The Technology Principle of Infrared Thermal Camera

All objects, whether it's an Arctic glacier, a flame, a human body, or the frigid depths of outer space, emit electromagnetic waves as long as their temperature exceeds absolute zero (-273°C). Thermal imaging primarily captures the thermal infrared band (8μm-14μm) of light to detect the thermal radiation emitted by objects. Thermal imaging converts thermal radiation into grayscale values, utilizes the differences in grayscale values of various objects to form images, processes them through the system, and transforms them into thermal images of the target object, displayed in grayscale or false color, thereby detecting and identifying targets. A thermal imager is a detection device that non-contact detects infrared energy (heat), converts it into electrical signals, generates thermal images and temperature values on a display, and can calculate temperature values.

By measuring the infrared difference between the target itself and the background using a detector, different infrared images, known as thermal images, can be obtained. Unlike visible light images that human eyes can see, the thermal image of the same target is different from its visible light image. It represents the distribution of the target's surface temperature. In other words, it displays the surface temperature distribution of the target in a way that human eyes cannot directly perceive, but as a thermal image representing it. Utilizing this method enables long-range thermal imaging and temperature measurement of targets, along with intelligent analysis and judgment.

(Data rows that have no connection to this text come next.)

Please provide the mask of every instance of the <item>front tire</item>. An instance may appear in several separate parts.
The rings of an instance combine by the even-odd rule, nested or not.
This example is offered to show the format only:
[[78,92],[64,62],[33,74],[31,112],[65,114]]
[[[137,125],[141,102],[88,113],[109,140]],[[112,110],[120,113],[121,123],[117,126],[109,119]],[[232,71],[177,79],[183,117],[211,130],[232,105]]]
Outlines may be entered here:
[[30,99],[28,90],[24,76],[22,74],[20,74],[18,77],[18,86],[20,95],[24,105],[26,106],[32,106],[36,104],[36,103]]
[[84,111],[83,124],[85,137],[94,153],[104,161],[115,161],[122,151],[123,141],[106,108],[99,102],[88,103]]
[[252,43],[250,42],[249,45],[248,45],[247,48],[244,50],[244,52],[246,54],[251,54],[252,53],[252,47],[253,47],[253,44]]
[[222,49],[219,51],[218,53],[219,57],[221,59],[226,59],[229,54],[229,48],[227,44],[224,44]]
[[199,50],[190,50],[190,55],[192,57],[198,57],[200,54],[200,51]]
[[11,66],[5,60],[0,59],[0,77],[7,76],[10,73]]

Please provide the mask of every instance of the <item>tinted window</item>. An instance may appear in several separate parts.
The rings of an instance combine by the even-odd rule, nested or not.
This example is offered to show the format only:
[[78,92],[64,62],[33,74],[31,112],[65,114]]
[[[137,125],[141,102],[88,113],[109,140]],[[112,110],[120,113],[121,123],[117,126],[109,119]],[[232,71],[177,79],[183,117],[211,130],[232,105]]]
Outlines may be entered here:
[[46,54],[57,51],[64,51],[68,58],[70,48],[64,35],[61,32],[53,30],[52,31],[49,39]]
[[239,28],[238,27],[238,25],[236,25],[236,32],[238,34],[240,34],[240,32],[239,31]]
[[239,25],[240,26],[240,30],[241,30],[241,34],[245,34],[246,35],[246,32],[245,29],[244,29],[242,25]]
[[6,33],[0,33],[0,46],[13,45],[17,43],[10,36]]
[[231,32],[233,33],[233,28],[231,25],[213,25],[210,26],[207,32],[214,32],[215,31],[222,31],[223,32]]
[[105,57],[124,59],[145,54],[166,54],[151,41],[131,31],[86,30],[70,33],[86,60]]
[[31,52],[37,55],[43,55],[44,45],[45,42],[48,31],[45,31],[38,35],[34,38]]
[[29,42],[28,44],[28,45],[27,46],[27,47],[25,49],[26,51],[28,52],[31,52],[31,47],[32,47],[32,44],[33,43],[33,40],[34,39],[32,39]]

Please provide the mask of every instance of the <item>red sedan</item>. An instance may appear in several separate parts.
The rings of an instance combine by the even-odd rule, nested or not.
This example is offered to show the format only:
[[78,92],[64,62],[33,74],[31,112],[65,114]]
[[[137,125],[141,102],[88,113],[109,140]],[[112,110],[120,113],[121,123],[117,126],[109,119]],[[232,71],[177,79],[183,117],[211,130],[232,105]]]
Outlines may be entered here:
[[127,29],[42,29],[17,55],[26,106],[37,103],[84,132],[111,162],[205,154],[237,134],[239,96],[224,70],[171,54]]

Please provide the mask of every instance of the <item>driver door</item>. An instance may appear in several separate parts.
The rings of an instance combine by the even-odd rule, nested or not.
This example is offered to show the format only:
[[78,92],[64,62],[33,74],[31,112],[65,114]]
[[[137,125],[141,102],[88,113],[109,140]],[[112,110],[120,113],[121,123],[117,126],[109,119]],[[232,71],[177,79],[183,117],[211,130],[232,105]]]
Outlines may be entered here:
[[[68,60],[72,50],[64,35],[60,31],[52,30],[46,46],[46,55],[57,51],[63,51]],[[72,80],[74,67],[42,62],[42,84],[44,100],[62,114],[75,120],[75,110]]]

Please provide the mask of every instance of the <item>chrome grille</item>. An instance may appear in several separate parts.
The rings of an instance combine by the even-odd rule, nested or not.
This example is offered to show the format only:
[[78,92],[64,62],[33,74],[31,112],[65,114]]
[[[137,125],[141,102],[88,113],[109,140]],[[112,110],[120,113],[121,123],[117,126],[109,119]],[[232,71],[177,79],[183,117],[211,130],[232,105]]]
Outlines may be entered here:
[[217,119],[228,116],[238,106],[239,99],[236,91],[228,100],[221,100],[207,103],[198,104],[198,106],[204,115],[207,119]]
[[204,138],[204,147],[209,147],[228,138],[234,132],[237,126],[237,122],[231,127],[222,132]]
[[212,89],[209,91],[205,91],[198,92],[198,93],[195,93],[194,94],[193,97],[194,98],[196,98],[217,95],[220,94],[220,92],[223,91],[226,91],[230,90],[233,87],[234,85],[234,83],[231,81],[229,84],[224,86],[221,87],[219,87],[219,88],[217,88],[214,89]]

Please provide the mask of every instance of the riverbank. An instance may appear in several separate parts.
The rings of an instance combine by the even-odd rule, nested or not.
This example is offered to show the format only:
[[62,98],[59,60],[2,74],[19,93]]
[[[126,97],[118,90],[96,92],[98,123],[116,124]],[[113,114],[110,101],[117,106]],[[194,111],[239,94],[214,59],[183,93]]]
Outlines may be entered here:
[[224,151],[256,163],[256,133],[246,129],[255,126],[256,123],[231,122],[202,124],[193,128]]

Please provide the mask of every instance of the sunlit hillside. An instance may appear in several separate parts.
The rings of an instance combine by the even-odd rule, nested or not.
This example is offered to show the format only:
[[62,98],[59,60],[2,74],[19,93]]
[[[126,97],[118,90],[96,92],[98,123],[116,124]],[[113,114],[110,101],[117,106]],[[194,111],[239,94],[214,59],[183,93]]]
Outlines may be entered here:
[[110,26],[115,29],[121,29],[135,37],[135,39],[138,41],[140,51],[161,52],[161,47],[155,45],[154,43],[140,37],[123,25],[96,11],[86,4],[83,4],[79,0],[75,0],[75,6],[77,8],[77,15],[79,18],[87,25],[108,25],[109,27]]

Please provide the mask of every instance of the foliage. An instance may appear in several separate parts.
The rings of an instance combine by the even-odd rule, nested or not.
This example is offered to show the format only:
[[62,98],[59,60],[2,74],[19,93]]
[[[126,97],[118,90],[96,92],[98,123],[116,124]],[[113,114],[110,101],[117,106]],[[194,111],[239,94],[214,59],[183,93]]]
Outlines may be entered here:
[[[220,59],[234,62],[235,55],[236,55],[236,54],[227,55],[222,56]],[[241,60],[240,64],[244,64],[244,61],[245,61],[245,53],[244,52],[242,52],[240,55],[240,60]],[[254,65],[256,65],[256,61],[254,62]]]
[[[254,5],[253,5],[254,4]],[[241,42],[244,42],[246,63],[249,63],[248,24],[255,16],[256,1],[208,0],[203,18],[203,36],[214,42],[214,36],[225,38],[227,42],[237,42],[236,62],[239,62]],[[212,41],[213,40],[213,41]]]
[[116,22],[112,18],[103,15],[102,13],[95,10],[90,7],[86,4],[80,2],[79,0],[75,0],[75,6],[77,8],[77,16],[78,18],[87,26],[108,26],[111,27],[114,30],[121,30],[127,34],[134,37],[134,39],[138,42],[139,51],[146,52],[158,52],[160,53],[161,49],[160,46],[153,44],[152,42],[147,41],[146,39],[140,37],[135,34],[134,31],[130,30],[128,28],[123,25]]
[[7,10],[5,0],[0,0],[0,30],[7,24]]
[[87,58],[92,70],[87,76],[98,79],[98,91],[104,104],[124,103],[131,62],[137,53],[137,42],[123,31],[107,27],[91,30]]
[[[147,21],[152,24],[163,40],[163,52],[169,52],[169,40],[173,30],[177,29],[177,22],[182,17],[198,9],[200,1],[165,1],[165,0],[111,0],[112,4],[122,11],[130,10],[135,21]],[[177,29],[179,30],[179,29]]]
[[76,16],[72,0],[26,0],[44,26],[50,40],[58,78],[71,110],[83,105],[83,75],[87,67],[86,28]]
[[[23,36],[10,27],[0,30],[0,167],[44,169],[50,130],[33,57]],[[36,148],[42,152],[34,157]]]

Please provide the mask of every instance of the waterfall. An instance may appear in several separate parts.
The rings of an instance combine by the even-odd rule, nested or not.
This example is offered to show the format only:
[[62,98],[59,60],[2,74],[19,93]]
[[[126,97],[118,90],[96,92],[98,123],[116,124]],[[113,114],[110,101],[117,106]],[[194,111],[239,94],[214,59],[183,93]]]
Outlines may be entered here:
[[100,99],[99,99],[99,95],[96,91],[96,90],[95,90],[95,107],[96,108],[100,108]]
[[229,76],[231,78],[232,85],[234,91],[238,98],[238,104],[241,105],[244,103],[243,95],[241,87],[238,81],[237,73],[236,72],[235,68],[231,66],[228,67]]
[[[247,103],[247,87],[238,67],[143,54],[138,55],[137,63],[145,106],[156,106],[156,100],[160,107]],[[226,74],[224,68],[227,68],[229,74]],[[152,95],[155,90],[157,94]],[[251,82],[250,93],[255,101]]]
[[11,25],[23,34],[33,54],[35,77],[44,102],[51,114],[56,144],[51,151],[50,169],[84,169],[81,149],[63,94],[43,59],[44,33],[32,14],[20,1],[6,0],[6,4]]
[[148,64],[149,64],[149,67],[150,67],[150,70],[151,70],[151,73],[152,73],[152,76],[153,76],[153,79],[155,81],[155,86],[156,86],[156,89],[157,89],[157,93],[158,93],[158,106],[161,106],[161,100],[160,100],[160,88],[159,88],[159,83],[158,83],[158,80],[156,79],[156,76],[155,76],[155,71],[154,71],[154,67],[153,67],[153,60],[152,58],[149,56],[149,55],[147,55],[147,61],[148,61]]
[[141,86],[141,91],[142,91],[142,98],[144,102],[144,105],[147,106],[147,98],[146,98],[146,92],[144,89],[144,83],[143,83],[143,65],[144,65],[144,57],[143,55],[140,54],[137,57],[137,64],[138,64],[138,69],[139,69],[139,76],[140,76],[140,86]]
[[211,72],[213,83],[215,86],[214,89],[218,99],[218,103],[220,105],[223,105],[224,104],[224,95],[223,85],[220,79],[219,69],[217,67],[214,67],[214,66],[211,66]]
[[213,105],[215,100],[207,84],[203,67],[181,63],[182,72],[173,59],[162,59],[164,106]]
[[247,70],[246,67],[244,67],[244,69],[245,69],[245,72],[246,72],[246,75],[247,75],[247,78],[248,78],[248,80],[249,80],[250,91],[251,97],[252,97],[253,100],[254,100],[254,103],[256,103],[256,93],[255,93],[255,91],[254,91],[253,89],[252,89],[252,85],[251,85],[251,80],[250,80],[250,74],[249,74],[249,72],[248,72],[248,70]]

After discussing the principles of thermal imaging technology and thermal imagers, let's delve into the architecture of thermal imaging cameras.

Similar to common ordinary cameras, thermal imaging cameras have lenses that direct light to the detector, then process the image through the ISP, followed by encoding and decoding in the SOC chip, and finally outputting the stream to form a thermal image. The difference lies in the thermal imaging lens, which uses the chemical element germanium. High-purity single-crystal germanium has a high refractive index, is transparent to infrared light, and does not transmit visible light or ultraviolet light. Its cost is approximately 20 times that of glass lenses. Additionally, the detector of a thermal imaging camera uses vanadium oxide. The resolution of the detector determines the resolution of the camera; the higher the resolution, the clearer the image, and the more expensive the price. The cost of a vanadium oxide detector is approximately 200 times that of a CMOS sensor.

Apart from fields like medicine and military, an increasing number of industries are now beginning to apply infrared thermal imaging technology. For example, in construction engineering, this technology can be used to detect whether there are water leakage issues in walls. In the power industry, it can be utilized to detect abnormal high-temperature phenomena in equipment. In outdoor exploration, it can be used to find lost pets, identify potential dangers, penetrate fog, capture targets in the dark, and even detect targets hidden behind obstacles. In summary, thermal imaging technology has been widely applied in many fields, such as construction, medicine, and security.